Opioids: Heroin and Prescription Drugs

Abstract: A number of approaches have been used in the treatment of opioid dependence. Methadone maintenance has been demonstrated to be efficacious and cost-effective in a number of clinical trials. There are also good guidelines on various aspects of its use, including doses during induction and maintenance, supervision of doses and potential adverse effects. Buprenorphine is a μ-opioid receptor partial agonist that has been proven effective for maintenance treatment in clinical trials. There appears little difference in outcomes between methadone and buprenorphine, although methadone maintenance may be associated with slightly higher retention rates. Conversely, buprenorphine is associated with lower risk of respiratory depression and may also be associated with lower risk of some of the adverse effects of chronic opioid administration such as hypogonadism and low bone mineral density.

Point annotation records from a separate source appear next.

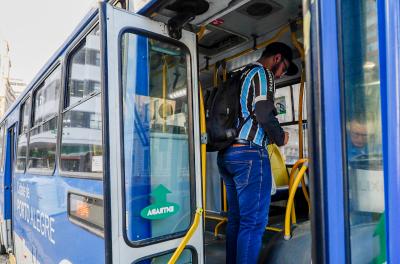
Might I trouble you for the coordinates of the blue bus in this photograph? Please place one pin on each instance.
(102, 158)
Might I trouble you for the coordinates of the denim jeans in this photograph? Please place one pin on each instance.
(246, 172)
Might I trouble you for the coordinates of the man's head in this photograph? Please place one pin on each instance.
(358, 132)
(277, 57)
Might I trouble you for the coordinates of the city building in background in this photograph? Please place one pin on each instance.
(10, 88)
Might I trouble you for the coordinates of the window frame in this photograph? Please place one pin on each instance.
(32, 94)
(72, 51)
(80, 222)
(3, 145)
(28, 98)
(191, 141)
(80, 43)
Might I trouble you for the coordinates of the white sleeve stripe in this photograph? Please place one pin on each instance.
(260, 98)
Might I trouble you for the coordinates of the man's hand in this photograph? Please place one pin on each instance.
(285, 141)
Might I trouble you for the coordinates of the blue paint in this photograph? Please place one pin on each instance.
(389, 51)
(331, 111)
(8, 174)
(48, 195)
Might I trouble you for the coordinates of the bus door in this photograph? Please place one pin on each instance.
(350, 217)
(8, 190)
(152, 182)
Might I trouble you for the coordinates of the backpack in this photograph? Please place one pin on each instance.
(222, 106)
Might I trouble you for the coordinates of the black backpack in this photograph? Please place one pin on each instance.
(222, 106)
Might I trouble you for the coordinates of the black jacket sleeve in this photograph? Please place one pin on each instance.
(265, 115)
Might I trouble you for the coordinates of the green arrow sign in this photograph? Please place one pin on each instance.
(161, 208)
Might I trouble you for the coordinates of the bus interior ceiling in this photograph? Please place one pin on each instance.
(234, 34)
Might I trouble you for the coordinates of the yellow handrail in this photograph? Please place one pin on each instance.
(164, 85)
(203, 148)
(291, 178)
(292, 192)
(300, 49)
(187, 237)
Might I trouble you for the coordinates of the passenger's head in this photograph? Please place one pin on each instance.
(277, 57)
(358, 131)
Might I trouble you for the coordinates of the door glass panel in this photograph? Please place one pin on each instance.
(185, 258)
(156, 137)
(363, 131)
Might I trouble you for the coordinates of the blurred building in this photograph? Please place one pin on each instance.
(10, 88)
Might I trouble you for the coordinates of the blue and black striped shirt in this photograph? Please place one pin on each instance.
(258, 85)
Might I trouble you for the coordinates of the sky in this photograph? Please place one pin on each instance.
(35, 29)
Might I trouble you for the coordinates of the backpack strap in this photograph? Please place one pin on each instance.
(270, 95)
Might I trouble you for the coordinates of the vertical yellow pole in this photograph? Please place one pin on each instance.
(203, 131)
(164, 83)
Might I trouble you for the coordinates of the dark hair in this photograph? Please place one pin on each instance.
(278, 48)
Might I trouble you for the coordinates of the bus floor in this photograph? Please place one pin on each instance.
(274, 249)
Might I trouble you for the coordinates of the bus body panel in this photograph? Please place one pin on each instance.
(42, 227)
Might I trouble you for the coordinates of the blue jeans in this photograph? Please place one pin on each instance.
(246, 172)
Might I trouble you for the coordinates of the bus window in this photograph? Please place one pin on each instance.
(43, 135)
(363, 145)
(23, 138)
(81, 142)
(2, 145)
(84, 69)
(156, 136)
(287, 106)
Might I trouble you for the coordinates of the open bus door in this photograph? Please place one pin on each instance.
(150, 97)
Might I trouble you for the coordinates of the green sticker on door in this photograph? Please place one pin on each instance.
(161, 208)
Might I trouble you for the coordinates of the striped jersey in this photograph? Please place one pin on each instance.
(258, 85)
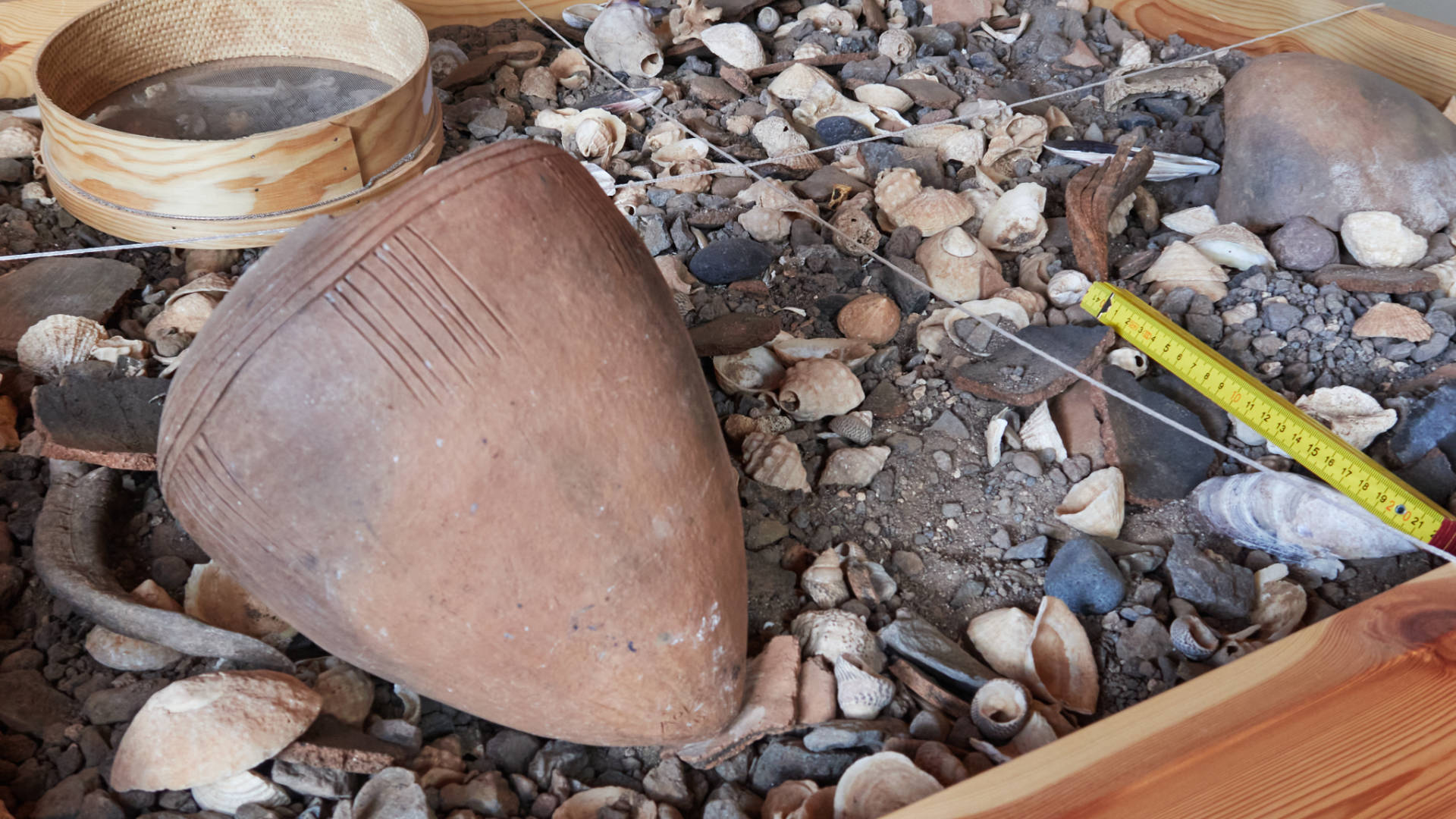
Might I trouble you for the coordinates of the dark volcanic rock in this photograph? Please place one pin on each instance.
(1312, 136)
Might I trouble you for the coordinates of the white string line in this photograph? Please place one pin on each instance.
(993, 327)
(770, 161)
(1022, 104)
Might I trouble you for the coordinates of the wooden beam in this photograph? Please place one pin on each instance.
(1413, 52)
(1348, 717)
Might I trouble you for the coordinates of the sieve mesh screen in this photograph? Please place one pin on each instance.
(228, 99)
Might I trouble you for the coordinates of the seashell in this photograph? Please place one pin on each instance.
(520, 55)
(861, 694)
(820, 388)
(1193, 637)
(1068, 289)
(348, 692)
(832, 632)
(1280, 605)
(571, 69)
(852, 352)
(750, 372)
(1011, 140)
(905, 203)
(766, 224)
(957, 265)
(539, 82)
(795, 82)
(829, 18)
(1095, 503)
(1001, 708)
(55, 343)
(1193, 221)
(774, 461)
(734, 44)
(18, 137)
(786, 798)
(1296, 521)
(880, 784)
(1060, 654)
(215, 598)
(1183, 265)
(231, 793)
(854, 466)
(855, 232)
(444, 55)
(1130, 360)
(897, 44)
(1388, 319)
(1015, 222)
(691, 19)
(1232, 245)
(1040, 431)
(873, 316)
(855, 428)
(1036, 733)
(1348, 413)
(622, 39)
(131, 654)
(824, 580)
(884, 96)
(1378, 238)
(1002, 637)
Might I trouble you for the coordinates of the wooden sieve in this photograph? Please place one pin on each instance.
(158, 190)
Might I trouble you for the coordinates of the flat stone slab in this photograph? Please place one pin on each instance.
(61, 284)
(1018, 376)
(1375, 279)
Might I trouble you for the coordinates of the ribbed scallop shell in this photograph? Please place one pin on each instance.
(1193, 637)
(824, 580)
(55, 343)
(861, 694)
(832, 632)
(855, 428)
(1095, 504)
(774, 461)
(999, 708)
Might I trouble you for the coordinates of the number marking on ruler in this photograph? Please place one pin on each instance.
(1307, 441)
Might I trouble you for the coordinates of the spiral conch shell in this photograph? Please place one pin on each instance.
(861, 694)
(959, 265)
(824, 580)
(820, 388)
(903, 202)
(1280, 605)
(1095, 504)
(1015, 222)
(832, 632)
(1351, 414)
(55, 343)
(622, 39)
(854, 466)
(127, 653)
(774, 461)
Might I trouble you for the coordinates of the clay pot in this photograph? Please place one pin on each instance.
(391, 436)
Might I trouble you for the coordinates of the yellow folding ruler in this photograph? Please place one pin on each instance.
(1305, 439)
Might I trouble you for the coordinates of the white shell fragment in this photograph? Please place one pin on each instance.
(1234, 245)
(1095, 504)
(1378, 238)
(1351, 414)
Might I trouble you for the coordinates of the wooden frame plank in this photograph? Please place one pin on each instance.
(1347, 717)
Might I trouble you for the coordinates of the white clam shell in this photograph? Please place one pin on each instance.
(1095, 504)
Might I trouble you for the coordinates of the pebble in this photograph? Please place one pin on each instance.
(1304, 243)
(730, 260)
(1216, 588)
(1085, 577)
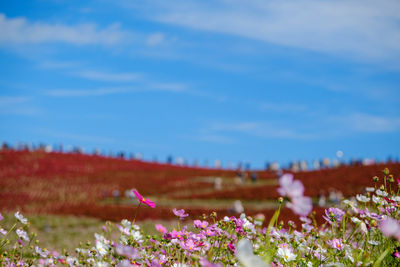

Both morphine in slow-release formulations and diacetyl morphine have been used in maintenance treatment, but do not have the evidence base of methadone or buprenorphine. Naltrexone has shown some evidence of efficacy in treatment of dependence, but is associated with very low retention rates. Newer implant and depot formulations may prove more successful. For treatment of withdrawal both opioid agonists such as buprenorphine and the α2 adrenergic agonists such as clonidine have shown efficacy, although the degree of withdrawal suppression is likely to be greater with the opioids. While psychosocial and ancillary treatment is widely regarded as important, there are as yet very few studies to indicate the optimal form of such treatment.